Me sorprendió comprobar que sí quería conocer la razón y cabeceé afirmativamente. Si aquella misma pregunta me la hubiese hecho la noche en que nos conocimos, probablemente hubiese bostezado. Pero tres días son mucho tiempo para alguien sin futuro.

—Cuando te vi, pensé que había encontrado a alguien con más necesidad de afecto que yo misma. Aquella noche, antes de entrar tú en el bar, hubiese jurado que aquello no era posible. Me diste más pena que la que me daba yo misma, Atila.

—¿No te sirve el colombiano para esas noches?

—No, Carrito es una buena obra, pero no le permito que me desee, me recuerda demasiado cosas que prefiero olvidar. Y él parece sentirse muy confortable con ese estado de cosas. ¿Eres celoso?

—¿Hay alguien que no lo sea? Pero no te preocupes, siempre se me ocurre algo mejor que mostrarme celoso. Me estabas contando que te di pena y que por eso viniste conmigo.

—Sí, a la mañana siguiente, cuando me marché, pensé que habías sido uno más de esos hombres despreciables que conoces una noche en la que estás sola y aburrida. Alguien a quien dejas que te posea, que con suerte te consigue un buen orgasmo que no tardas en olvidar, y al que si no vuelvas a ver, tanto mejor. Y posiblemente sea así, disculpa si soy demasiado franca.

—Hhhhmmmm —le contesté. En aquellos momentos tenía un insulto a flor de labios y pocas ganas de dejarlo salir.

—Pero cuando te he visto esta noche, casi me he puesto a llorar de alegría. No sé si eso te satisface o te molesta, pero aún estas a tiempo de decirme que me largue, puedo vestirme en un momento y desaparecer. Lo hago muy bien.

—No, no te vayas, quiero hacer el amor contigo.

—Ahora no, por favor. Me has dicho que querías dormir abrazándome y me lo he creído.

Dormimos abrazados tres horas, me despertó la lengua de Valentina recorriendo lentamente mi cuello, sus manos masajeando mi pecho. Cuando vio que abría los ojos se sentó sobre mí e hizo que la penetrase. Mientras se movía, yo miraba su pelo rojo y sus ojos entrecerrados. Me corrí al hacerlo ella.

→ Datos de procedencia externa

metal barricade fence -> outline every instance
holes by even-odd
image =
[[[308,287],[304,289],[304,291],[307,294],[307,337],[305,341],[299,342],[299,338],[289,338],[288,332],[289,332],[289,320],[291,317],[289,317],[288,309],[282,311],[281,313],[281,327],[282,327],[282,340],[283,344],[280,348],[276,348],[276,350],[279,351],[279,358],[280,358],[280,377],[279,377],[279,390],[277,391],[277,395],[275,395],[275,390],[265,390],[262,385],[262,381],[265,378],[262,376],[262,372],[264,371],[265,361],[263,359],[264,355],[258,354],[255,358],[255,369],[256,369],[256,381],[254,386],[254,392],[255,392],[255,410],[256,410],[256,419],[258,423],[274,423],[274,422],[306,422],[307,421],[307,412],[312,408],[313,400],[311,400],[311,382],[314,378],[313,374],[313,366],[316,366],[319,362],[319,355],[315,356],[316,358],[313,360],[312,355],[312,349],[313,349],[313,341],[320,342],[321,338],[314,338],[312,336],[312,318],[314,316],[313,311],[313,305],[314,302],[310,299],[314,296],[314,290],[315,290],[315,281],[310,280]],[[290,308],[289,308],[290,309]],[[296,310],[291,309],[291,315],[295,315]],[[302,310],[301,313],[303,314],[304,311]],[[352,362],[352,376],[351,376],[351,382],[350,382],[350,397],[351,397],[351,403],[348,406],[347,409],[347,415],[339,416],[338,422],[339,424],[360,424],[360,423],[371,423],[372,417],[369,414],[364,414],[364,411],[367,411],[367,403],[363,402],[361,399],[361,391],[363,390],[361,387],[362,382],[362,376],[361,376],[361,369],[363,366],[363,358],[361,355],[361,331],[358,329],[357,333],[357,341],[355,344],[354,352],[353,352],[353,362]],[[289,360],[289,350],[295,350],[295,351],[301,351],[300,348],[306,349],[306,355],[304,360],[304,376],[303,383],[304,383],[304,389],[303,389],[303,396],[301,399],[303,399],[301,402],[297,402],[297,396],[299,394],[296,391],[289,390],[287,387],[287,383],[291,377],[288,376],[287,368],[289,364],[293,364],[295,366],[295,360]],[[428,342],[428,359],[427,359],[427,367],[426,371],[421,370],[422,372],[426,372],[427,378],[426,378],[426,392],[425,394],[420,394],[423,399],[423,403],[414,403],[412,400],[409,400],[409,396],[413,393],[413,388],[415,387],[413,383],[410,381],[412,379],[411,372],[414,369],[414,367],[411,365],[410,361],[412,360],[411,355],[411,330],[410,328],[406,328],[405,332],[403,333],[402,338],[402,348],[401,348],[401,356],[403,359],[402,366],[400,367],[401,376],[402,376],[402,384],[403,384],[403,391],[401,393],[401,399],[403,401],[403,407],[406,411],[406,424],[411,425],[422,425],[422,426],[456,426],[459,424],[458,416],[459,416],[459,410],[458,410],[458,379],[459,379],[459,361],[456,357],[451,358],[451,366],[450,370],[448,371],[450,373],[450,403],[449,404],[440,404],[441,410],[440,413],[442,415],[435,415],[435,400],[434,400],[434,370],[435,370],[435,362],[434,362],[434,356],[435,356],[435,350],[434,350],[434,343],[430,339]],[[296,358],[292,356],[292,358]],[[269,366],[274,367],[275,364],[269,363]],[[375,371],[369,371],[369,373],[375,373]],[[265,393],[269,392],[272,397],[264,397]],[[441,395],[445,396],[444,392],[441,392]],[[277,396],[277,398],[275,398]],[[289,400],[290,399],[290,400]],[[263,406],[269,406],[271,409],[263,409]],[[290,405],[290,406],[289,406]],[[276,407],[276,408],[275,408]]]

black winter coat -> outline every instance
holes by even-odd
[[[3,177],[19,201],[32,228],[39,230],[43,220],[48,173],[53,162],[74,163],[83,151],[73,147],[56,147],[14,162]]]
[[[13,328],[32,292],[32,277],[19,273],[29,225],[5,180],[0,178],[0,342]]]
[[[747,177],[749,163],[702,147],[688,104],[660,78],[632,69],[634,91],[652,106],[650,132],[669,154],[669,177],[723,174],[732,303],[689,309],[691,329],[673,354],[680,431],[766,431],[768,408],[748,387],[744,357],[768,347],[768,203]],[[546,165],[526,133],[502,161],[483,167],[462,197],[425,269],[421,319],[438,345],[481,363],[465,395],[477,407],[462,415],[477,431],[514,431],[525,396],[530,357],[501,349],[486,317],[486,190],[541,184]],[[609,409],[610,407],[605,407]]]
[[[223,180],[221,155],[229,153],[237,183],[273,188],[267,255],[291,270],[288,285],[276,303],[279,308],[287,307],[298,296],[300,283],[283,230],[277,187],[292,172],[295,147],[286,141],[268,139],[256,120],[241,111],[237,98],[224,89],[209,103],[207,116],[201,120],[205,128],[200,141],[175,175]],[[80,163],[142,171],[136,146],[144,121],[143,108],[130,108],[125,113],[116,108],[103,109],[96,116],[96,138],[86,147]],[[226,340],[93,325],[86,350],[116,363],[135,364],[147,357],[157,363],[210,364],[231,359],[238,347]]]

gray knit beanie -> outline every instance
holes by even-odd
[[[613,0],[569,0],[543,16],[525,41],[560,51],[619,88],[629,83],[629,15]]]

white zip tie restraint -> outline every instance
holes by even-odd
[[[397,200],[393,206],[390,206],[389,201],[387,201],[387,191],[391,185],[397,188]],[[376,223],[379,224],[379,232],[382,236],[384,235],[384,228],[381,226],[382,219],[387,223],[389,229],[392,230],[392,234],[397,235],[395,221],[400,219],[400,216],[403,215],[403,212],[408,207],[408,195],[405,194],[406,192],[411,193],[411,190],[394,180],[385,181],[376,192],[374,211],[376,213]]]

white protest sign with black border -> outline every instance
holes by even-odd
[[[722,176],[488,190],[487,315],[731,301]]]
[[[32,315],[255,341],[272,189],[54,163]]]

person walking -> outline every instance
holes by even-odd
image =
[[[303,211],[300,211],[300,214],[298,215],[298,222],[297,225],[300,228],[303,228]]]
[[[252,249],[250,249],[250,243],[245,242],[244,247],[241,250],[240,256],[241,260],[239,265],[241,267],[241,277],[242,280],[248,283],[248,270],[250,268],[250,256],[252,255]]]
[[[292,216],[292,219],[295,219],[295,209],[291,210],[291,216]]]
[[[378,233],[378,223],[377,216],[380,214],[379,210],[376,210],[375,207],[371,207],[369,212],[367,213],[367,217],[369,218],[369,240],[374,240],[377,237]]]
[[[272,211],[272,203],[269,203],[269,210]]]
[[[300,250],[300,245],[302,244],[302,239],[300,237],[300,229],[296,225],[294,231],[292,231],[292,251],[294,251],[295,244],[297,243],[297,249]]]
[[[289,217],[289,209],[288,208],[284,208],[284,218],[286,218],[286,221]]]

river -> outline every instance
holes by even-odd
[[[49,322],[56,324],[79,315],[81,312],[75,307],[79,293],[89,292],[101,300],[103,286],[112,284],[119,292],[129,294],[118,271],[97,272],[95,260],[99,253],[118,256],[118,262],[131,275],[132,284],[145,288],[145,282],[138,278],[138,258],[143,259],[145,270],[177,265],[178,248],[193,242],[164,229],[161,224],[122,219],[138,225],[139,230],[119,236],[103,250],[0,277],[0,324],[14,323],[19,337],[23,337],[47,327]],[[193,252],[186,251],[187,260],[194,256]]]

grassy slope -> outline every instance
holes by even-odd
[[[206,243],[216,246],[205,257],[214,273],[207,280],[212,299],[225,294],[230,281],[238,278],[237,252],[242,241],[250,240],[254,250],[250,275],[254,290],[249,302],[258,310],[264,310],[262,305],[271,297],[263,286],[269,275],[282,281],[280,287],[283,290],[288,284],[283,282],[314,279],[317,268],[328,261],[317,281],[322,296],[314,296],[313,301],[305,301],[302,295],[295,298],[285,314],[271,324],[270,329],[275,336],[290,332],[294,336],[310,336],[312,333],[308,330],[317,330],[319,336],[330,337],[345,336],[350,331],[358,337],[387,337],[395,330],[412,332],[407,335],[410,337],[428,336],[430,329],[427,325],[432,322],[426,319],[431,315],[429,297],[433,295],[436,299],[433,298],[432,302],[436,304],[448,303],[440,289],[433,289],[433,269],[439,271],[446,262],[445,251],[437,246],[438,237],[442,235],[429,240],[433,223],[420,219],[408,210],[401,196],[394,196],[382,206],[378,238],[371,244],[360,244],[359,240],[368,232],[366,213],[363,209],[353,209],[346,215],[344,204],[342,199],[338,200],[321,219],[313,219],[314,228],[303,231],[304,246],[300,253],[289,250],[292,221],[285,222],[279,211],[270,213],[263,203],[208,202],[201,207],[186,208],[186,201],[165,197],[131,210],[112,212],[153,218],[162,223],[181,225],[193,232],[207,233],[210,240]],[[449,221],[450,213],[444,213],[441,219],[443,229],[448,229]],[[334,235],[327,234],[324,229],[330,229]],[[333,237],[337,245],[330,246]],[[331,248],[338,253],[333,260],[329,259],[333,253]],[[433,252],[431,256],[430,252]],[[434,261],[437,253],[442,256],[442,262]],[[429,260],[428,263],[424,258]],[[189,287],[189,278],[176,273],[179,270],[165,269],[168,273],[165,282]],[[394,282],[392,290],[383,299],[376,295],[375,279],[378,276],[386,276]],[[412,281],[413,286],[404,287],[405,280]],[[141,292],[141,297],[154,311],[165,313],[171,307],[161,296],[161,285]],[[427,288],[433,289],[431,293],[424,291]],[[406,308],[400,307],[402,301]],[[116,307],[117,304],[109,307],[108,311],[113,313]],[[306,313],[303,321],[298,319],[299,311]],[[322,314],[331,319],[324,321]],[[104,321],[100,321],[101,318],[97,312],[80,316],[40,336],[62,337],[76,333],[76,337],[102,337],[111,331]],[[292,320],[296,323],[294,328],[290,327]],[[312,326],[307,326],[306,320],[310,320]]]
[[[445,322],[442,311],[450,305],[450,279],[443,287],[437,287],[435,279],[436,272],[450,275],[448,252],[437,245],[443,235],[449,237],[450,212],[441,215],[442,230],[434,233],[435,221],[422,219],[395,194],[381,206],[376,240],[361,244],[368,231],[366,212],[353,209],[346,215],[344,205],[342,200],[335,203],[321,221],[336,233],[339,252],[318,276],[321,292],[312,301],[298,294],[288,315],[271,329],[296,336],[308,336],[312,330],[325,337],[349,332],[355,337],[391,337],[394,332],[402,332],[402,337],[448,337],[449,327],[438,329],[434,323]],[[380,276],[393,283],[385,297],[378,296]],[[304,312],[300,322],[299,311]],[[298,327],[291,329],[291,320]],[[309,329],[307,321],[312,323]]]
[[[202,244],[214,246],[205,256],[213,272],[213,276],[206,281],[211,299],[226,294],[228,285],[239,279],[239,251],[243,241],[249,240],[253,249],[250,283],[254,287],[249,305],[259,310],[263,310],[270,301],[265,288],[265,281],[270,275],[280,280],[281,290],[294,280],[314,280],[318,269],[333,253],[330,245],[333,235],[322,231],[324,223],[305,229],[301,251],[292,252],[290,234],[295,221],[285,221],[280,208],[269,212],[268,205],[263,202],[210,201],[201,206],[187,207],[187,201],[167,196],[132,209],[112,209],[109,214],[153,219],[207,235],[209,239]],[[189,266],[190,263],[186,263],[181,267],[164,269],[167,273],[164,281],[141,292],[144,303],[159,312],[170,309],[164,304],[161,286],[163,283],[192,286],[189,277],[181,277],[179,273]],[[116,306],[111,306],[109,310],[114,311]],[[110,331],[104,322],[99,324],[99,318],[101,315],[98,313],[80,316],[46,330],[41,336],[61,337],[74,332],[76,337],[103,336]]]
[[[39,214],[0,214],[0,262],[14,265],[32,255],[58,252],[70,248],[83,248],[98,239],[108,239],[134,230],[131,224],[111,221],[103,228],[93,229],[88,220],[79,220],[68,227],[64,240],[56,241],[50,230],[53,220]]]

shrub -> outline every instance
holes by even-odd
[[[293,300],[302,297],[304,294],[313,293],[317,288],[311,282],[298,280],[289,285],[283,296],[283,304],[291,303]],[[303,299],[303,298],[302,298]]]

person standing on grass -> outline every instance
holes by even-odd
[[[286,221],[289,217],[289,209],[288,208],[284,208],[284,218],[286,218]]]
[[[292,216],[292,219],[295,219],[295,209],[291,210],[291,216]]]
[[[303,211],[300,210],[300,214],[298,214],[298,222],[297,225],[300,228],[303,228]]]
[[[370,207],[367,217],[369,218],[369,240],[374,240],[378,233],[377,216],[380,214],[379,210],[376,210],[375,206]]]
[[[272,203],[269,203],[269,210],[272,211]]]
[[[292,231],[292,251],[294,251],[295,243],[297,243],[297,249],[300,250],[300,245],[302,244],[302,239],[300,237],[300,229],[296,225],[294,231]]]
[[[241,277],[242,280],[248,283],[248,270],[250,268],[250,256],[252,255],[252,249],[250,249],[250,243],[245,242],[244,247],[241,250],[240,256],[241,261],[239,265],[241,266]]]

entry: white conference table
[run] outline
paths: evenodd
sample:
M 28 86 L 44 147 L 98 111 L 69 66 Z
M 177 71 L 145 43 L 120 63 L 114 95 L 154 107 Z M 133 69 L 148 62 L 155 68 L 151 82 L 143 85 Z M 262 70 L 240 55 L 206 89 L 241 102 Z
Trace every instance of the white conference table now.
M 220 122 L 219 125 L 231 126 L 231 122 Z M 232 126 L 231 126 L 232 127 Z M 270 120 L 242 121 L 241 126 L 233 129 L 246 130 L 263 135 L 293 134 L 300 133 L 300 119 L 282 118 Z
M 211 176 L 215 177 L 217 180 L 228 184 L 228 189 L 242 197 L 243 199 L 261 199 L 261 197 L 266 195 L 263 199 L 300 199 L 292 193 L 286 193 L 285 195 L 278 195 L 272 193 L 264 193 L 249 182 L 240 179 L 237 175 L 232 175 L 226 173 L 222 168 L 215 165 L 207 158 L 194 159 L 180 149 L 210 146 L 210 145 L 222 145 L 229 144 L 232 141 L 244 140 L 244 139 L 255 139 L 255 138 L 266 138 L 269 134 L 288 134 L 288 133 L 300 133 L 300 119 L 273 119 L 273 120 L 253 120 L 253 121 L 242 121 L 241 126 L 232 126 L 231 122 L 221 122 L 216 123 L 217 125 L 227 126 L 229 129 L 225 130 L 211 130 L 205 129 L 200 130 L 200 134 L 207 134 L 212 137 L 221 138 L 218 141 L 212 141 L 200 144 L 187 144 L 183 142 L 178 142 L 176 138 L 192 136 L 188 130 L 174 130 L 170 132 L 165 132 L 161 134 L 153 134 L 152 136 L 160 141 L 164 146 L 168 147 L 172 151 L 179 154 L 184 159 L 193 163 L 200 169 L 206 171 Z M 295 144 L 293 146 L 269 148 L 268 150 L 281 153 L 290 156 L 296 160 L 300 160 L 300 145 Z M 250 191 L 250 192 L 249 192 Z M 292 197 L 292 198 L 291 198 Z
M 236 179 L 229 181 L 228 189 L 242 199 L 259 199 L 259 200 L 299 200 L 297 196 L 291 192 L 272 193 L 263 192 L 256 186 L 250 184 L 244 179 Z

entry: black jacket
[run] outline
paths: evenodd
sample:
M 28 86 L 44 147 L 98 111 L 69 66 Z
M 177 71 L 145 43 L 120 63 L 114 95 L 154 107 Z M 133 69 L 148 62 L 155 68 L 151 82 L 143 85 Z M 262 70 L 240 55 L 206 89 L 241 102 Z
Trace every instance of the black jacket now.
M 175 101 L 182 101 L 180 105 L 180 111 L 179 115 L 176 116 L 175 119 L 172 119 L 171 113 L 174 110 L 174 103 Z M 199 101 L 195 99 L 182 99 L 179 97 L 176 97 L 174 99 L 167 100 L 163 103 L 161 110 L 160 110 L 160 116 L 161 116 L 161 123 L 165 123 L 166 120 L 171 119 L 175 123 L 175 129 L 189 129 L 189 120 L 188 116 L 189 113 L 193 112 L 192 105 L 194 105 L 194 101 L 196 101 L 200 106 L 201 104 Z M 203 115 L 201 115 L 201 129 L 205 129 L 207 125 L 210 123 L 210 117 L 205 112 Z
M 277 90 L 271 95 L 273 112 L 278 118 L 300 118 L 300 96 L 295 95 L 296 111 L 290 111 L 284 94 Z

Algo más tarde, dormimos abrazados tres horas más.

Cuando me desperté, eché un vistazo por allí.

Buscaba la botella, por supuesto.

Valentina se colgó de mi mirada y no tardó en saber lo que yo buscaba.

—¿Lo necesitas? —dijo.

—No, bueno, no del todo.

—Pues no la busques más.

—De acuerdo, lo aplazaré un rato, mientras, puedes contarme la razón por la que tienes precios especiales en el bar.